Roles

When parsing data of a movie, you’ll encounter references to the people who worked on it, like its cast, director and crew members.

For people in the cast (actors and actresses), the currentRole attribute is set to the name of the character they played:

>>> movie = ia.get_movie('0075860')
>>> movie
<Movie id:0075860[http] title:_Close Encounters of the Third Kind (1977)_>
>>> actor = movie['cast'][6]
>>> actor
<Person id:0447230[http] name:_Kemmerling, Warren J._>
>>> actor['name']
'Warren J. Kemmerling'
>>> actor.currentRole
'Wild Bill'

Miscellaneous data, such as an AKA name for the actor or an “uncredited” notice, is stored in the notes attribute:

>>> actor.notes
'(as Warren Kemmerling)'

For crew members other than the cast, the notes attribute contains the description of the person’s job:

>>> crew_member = movie['art department'][0]
>>> crew_member
<Person id:0330589[http] name:_Gordon, Sam_>
>>> crew_member.notes
'property master'

The in operator can be used to check whether a person worked in a given movie or not:

>>> movie
<Movie id:0075860[http] title:_Close Encounters of the Third Kind (1977)_>
>>> actor
<Person id:0447230[http] name:_Kemmerling, Warren J._>
>>> actor in movie
True
>>> crew_member
<Person id:0330589[http] name:_Gordon, Sam_>
>>> crew_member in movie
True
>>> person
<Person id:0000210[http] name:_Roberts, Julia (I)_>
>>> person in movie
False

Obviously these Person objects contain only information directly available upon parsing the movie pages, e.g.: the name, an imdbID, the role. So if now you write:

print(writer['actor'])

to get a list of movies acted by Mel Gibson, you’ll get a KeyError exception, because the Person object doesn’t contain this kind of information.

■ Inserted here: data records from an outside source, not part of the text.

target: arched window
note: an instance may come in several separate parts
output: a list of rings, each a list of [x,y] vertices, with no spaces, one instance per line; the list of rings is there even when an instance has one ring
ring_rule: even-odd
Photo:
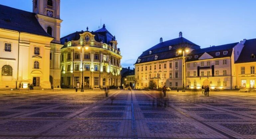
[[[106,78],[103,78],[103,86],[104,86],[106,85]]]
[[[34,69],[39,68],[39,63],[37,61],[35,61],[34,62]]]
[[[2,68],[2,75],[12,76],[12,68],[9,65],[4,65]]]
[[[49,35],[52,36],[52,31],[53,29],[52,29],[52,27],[50,26],[47,27],[47,33],[49,34]]]
[[[47,0],[47,5],[52,6],[53,1],[52,0]]]

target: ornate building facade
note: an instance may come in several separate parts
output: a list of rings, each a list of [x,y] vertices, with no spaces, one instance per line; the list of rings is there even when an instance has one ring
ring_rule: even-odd
[[[60,85],[60,1],[33,2],[33,13],[0,5],[0,88]]]
[[[61,82],[64,87],[77,85],[100,88],[121,83],[120,51],[117,42],[106,28],[76,31],[61,38]]]

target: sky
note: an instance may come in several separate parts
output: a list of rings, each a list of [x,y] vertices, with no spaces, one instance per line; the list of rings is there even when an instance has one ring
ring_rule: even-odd
[[[0,0],[32,12],[32,0]],[[61,0],[61,37],[105,24],[116,36],[123,68],[142,52],[183,37],[204,48],[256,38],[256,0]]]

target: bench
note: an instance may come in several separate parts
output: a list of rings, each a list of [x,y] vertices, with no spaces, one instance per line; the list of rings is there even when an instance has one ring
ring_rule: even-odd
[[[244,91],[244,92],[249,92],[250,91],[249,91],[249,89],[240,89],[239,91],[238,91],[238,92],[240,92],[241,91]]]
[[[19,89],[19,91],[20,91],[20,90],[29,91],[29,88],[20,88]]]
[[[61,88],[54,88],[53,91],[54,91],[54,90],[62,90],[62,89]]]
[[[100,88],[92,88],[92,91],[94,91],[94,90],[99,90],[100,91]]]

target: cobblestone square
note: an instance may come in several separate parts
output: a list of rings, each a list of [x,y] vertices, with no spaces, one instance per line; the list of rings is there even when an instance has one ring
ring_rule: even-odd
[[[110,90],[1,90],[0,138],[256,138],[255,92]]]

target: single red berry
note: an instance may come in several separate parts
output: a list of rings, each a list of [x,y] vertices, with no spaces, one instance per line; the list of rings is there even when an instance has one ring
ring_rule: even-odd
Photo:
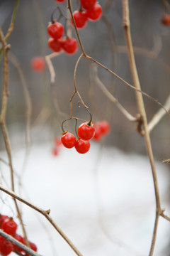
[[[81,0],[81,5],[85,10],[91,9],[96,3],[96,0]]]
[[[87,23],[87,16],[85,11],[75,11],[73,13],[73,16],[77,28],[83,28],[85,27]],[[72,19],[71,19],[71,21],[72,25],[74,25]]]
[[[99,126],[96,124],[94,124],[94,129],[95,129],[95,134],[93,137],[93,141],[94,142],[98,142],[101,139],[102,135],[101,134],[101,129]]]
[[[45,61],[42,57],[33,58],[31,60],[33,70],[37,72],[42,72],[45,68]]]
[[[63,26],[60,22],[50,22],[47,27],[47,33],[55,40],[61,38],[64,34]]]
[[[91,21],[98,21],[102,16],[102,8],[100,4],[96,3],[94,7],[86,12],[88,18]]]
[[[77,129],[77,134],[80,139],[89,140],[94,137],[95,129],[93,124],[88,125],[86,123],[83,123]]]
[[[76,137],[73,134],[67,132],[62,135],[61,140],[66,148],[72,149],[74,146]]]
[[[8,216],[0,214],[0,228],[1,228],[2,223],[7,218],[8,218]]]
[[[20,235],[18,235],[18,234],[15,234],[13,235],[13,238],[15,239],[16,239],[18,241],[19,241],[20,242],[22,242],[23,244],[24,244],[24,238]],[[13,250],[16,250],[17,252],[22,252],[23,251],[23,249],[20,248],[18,246],[13,244]]]
[[[0,253],[2,256],[8,255],[13,250],[13,244],[0,236]]]
[[[161,21],[163,25],[170,26],[170,14],[164,14]]]
[[[6,218],[2,223],[2,229],[4,231],[11,235],[15,235],[17,227],[18,225],[12,218]]]
[[[75,38],[67,38],[62,42],[62,48],[66,53],[74,54],[78,49],[78,43]]]
[[[49,38],[48,46],[50,48],[55,52],[60,52],[62,50],[62,39],[55,40],[54,38]]]
[[[90,142],[79,139],[76,141],[75,149],[79,154],[85,154],[90,149]]]
[[[107,135],[109,133],[110,130],[110,126],[107,121],[100,121],[98,122],[97,124],[100,129],[100,133],[102,136]]]

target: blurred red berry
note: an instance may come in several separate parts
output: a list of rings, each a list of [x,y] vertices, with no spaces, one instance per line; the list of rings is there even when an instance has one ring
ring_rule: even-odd
[[[76,137],[73,134],[67,132],[62,135],[61,140],[66,148],[72,149],[74,146]]]
[[[33,70],[37,72],[42,72],[45,69],[45,61],[42,57],[35,57],[31,60]]]
[[[102,8],[98,4],[96,4],[91,9],[87,10],[86,15],[91,21],[98,21],[102,16]]]
[[[66,38],[62,42],[62,48],[67,54],[74,54],[78,49],[78,43],[75,38]]]
[[[60,52],[62,50],[62,39],[55,40],[54,38],[49,38],[48,46],[50,48],[55,52]]]
[[[81,5],[85,10],[91,9],[96,3],[96,0],[81,0]]]
[[[90,143],[89,141],[84,141],[79,139],[76,141],[75,149],[79,154],[85,154],[90,149]]]
[[[4,231],[11,235],[15,235],[17,227],[18,225],[12,218],[6,218],[2,223],[2,229]]]
[[[170,14],[164,14],[161,21],[163,25],[170,26]]]
[[[77,28],[83,28],[87,23],[86,13],[84,11],[75,11],[73,13],[73,16],[76,23]],[[71,19],[72,23],[73,21]],[[74,24],[73,24],[74,25]]]
[[[2,256],[8,255],[13,250],[13,244],[0,236],[0,253]]]
[[[64,34],[63,26],[60,22],[50,22],[47,27],[47,33],[55,40],[61,38]]]

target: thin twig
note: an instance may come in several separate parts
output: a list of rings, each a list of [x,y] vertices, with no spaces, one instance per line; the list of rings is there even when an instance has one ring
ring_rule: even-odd
[[[123,0],[123,27],[124,27],[127,47],[128,50],[129,61],[130,61],[132,80],[135,87],[137,90],[141,90],[140,80],[139,80],[136,64],[135,64],[135,56],[134,56],[131,34],[130,34],[128,0]],[[146,111],[145,111],[142,94],[140,93],[139,92],[136,92],[136,98],[137,98],[138,110],[141,116],[142,117],[142,120],[143,120],[144,139],[146,142],[147,154],[149,159],[150,165],[152,171],[152,177],[153,177],[154,186],[155,200],[156,200],[156,217],[155,217],[154,228],[154,232],[152,240],[152,245],[149,251],[149,256],[152,256],[153,255],[154,245],[156,242],[158,221],[161,210],[161,203],[160,203],[159,191],[158,182],[157,182],[157,176],[154,165],[154,156],[153,156],[152,148],[150,141],[149,132],[147,127],[147,114],[146,114]]]
[[[15,199],[18,200],[19,201],[25,203],[28,206],[30,207],[31,208],[34,209],[35,210],[38,211],[38,213],[41,213],[44,215],[48,221],[51,223],[51,225],[55,228],[55,229],[60,234],[60,235],[64,239],[64,240],[68,243],[68,245],[71,247],[71,248],[74,251],[74,252],[78,256],[83,256],[82,254],[79,251],[79,250],[75,247],[75,245],[72,243],[72,242],[67,237],[67,235],[63,233],[60,228],[55,223],[53,219],[50,215],[50,210],[44,210],[43,209],[40,208],[38,206],[30,203],[27,200],[24,199],[23,198],[18,196],[16,193],[5,188],[4,186],[0,184],[0,190],[5,192],[8,195],[11,196],[11,197],[14,198]]]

The same is true when parsing person data: you’ll find a list of movie the person worked on and, for every movie, the currentRole instance variable is set to a string describing the role of the considered person:

julia = i.get_person('0000210')
for job in julia['filmography'].keys():
    print('# Job: ', job)
    for movie in julia['filmography'][job]:
        print('\t%s %s (role: %s)' % (movie.movieID, movie['title'], movie.currentRole))

Here the various Movie objects only contain minimal information, like the title and the year; the latest movie with Julia Roberts:

last = julia['filmography']['actress'][0]
# Retrieve full information
i.update(last)
# name of the first director
print(last['director'][0]['name'])

Note

Since the end of 2017, IMDb has removed the Character kind of information. This document is still valid, but only for the obsolete “sql” data access system.

Since version 3.3, Cinemagoer supports the character pages of the IMDb database; this required some substantial changes to how actors’ and acresses’ roles were handled. Starting with release 3.4, “sql” data access system is supported, too - but it works a bit differently from “http”. See “SQL” below.

The currentRole instance attribute can be found in every instance of Person, Movie and Character classes, even if actually the Character never uses it.

The currentRole of a Person object is set to a Character instance, inside a list of person who acted in a given movie. The currentRole of a Movie object is set to a Character instance, inside a list of movies played be given person. The currentRole of a Movie object is set to a Person instance, inside a list of movies in which a given character was portrayed.

Schema:

movie['cast'][0].currentRole -> a Character object.
              |
              +-> a Person object.

person['actor'][0].currentRole -> a Character object.
                |
                +-> a Movie object.

character['filmography'][0].currentRole -> a Person object.
                         |
                         +-> a Movie object.

The roleID attribute can be used to access/set the characterID or personID instance attribute of the current currentRole. When building Movie or Person objects, you can pass the currentRole parameter and the roleID parameter (to set the ID). The currentRole parameter can be an object (Character or Person), a string (in which case a Character or Person object is automatically instantiated) or a list of objects or strings (to handle multiple characters played by the same actor/actress in a movie, or character played by more then a single actor/actress in the same movie).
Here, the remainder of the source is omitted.